Each homework assignment in the course built up one core part of a raytracing
program using C++, which was written to run on the CPU (and parallelized with
OpenMP ). Below are the custom scenes that I designed
and rendered with my code to showcase its features. All 3D models were provided
as part of the course materials except for the Geisel Library models, which I
created.
In the first assignment, we implemented basic raytracing functionality,
sphere objects, diffuse and mirror materials, and point lights.

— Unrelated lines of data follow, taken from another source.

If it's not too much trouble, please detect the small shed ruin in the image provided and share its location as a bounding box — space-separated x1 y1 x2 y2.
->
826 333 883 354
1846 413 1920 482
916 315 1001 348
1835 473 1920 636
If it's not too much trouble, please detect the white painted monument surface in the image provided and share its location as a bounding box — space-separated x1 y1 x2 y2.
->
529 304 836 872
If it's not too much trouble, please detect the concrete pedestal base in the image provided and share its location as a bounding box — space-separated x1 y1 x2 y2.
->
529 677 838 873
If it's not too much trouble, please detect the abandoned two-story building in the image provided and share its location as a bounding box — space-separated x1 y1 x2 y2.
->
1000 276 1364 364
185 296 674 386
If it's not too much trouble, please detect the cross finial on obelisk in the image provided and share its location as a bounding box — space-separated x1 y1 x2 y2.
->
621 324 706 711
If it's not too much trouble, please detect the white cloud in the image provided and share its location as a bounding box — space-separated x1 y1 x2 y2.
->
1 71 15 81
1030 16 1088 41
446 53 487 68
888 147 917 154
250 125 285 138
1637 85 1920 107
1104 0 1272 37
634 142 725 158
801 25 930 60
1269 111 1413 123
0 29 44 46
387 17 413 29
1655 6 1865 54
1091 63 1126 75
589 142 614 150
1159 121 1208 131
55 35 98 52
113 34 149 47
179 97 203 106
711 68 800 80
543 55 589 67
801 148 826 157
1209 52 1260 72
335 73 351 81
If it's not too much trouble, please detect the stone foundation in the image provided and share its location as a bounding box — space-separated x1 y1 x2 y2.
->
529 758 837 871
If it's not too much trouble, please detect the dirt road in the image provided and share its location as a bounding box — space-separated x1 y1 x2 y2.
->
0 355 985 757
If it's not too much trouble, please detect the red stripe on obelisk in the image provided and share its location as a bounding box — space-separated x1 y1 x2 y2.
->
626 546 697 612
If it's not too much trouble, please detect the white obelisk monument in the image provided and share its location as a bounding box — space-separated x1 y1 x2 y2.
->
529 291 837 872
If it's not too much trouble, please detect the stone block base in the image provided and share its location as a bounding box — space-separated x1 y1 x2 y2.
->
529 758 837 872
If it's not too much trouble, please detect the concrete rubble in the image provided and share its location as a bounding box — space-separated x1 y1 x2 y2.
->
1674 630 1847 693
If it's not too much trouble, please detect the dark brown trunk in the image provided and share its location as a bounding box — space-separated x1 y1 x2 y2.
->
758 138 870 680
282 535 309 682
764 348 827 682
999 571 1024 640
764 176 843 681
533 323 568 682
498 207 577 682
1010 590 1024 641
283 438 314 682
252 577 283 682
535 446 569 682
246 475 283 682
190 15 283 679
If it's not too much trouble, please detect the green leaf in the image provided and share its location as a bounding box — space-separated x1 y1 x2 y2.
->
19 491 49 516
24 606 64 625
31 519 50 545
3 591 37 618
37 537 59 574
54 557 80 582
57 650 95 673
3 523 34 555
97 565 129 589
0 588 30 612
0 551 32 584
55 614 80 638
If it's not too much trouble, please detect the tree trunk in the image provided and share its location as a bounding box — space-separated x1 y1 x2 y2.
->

In the second assignment, we implemented triangle meshes and the bounding
volume hierarchy acceleration structure to allow more interesting, detailed
objects. On the left, for example, is the Stanford Dragon model with
hundreds of thousands of triangles.
In the third assignment, we implemented a plastic/clearcoat material,
texture mapping, and area lights. Note the glow of the red lights on the
face and the rim lighting on the shoulders. The head model is a textured 3D
scan by Lee Perry-Smith.
In the fourth assignment, we implemented path tracing and multiple
importance sampling to achieve indirect illumination. Note the (rather
noisy) indirect lighting from the blue windows onto the gray roofs and from
the brown floor onto the underside of the robot. The robot model was created
by me based on UCSD's Geisel Library.
In the final project, we implemented additional features of our choosing in
the raytracing program. I first added a glass material so I could produce
this image of Geisel Library in a snow globe, rendered at 512 samples per
pixel in about 300 seconds. Note the significant amount of bright pixels
("fireflies") in most regions, especially the bottom half of the globe.
These are an expected result of our Monte Carlo sampling methods, but are
typically undesirable. The goal of my project was to try to remove them.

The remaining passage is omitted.